The contest against North Korea ended 0-0, with FIFA president Gianni Infantino one of just a handful of spectators at a match almost completely blocked off from the outside world.
It was the first-ever competitive encounter between the men’s sides hosted by the North, a historic face-off between two countries still technically at war, but took place with no live broadcast and no foreign media in attendance.
The debacle raises doubts over the prospects for further North-South sporting cooperation, once a driver of nuclear diplomacy.
Until the very last minute, the South’s team had no idea that even North Korean spectators would be absent.
“We expected 50,000 people to come pouring in once the door opened, but they didn’t come,” Korea Football Association vice president Choi Young-il said as the team arrived back at Incheon International Airport early yesterday.
“The gates never opened. I was really surprised. The players and coach were surprised too,” he said.
Choi said that he had asked about the absence of local fans and a North Korean official told him: “Maybe they didn’t want to see it.”
Son, who captained South Korea’s team, was taken aback by the Northerners’ rough tactics.
“The match was very aggressive to a degree that I think it’s a huge achievement just to return safely without being injured,” Son said. “There was a lot of severe swearing.”
Choi added that he had never seen such aggression on the pitch before.
“It was like war,” he said.
Tuesday’s match came in the wake of a series of North Korean missile tests that raised tensions in the region and after the breakdown of talks with the US over Pyongyang’s weapons programs.
Since the collapse in February of a summit in Hanoi between North Koren leader Kim Jong-un and US President Donald Trump, Pyongyang has regularly excoriated Seoul, ruling out prospects of inter-Korean dialogue.
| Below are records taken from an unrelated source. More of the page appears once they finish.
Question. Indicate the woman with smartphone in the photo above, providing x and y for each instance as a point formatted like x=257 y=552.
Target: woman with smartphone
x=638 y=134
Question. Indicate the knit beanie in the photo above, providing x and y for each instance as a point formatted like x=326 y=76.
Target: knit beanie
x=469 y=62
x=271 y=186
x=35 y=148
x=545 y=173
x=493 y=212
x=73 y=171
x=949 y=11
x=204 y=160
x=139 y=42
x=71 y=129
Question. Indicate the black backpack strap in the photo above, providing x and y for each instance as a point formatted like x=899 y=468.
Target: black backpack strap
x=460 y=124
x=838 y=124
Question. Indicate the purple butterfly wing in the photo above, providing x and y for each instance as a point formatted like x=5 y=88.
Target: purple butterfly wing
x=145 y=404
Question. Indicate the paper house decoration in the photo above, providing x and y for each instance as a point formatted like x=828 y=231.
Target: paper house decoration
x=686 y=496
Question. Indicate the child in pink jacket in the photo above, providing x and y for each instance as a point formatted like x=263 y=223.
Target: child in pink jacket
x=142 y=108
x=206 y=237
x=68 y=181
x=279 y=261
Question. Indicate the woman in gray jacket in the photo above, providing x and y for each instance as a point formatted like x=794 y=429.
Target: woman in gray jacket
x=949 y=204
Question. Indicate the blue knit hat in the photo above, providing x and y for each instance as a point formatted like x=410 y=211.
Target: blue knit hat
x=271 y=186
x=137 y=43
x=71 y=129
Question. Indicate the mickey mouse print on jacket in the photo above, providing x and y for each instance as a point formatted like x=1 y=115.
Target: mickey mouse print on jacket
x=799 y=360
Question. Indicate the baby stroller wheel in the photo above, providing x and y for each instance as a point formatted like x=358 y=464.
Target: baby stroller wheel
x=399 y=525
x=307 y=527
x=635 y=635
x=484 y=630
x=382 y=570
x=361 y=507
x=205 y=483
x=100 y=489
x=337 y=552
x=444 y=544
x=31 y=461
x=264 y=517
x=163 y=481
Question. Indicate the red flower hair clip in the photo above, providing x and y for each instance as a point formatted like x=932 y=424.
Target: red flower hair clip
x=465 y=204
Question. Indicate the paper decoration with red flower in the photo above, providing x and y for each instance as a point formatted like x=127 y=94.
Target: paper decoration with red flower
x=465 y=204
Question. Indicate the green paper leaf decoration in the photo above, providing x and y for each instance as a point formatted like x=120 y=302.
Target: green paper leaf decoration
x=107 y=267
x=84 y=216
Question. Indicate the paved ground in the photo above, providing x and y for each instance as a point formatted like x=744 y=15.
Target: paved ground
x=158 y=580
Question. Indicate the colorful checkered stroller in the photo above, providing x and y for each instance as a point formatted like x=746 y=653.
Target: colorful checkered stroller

It is a far cry from the cross-border warmth of last year, when South Korean President Moon Jae-in seized on the Pyeongchang Winter Olympics to broker the Pyongyang-Washington discussion process.
At the time, Moon and Kim discussed and agreed on further sports exchanges, including a joint bid to host the 2032 Olympics.
However, the North’s official Korean Central News Agency issued only a two-line dispatch on Tuesday’s match, saying: “The game of attacks and counterattacks ended in a draw.”
In a commentary yesterday, the South’s Korea JoongAng Daily said: “We may just have to thank North Korea for sending our football team back home safely.”
“How can South Korea think of cohosting the Olympics with such a treacherous counterpart?” it added.
Infantino said that he was “disappointed” after attending the event and “surprised” by the absence of fans, along with other issues.
Infantino has previously proposed the idea of the two Koreas jointly hosting the 2023 FIFA Women’s World Cup.
However, outraged South Korean fans, who had to settle for basic updates provided by FIFA throughout the match that were limited to yellow cards and substitutions, said that they were fed up with sporting exchanges with the North.
“How can a country that blocks spectators and bans live broadcasts host the World Cup?” one person asked online.
“Don’t ever talk about joint teams with North Korea or cohosting anything,” another added.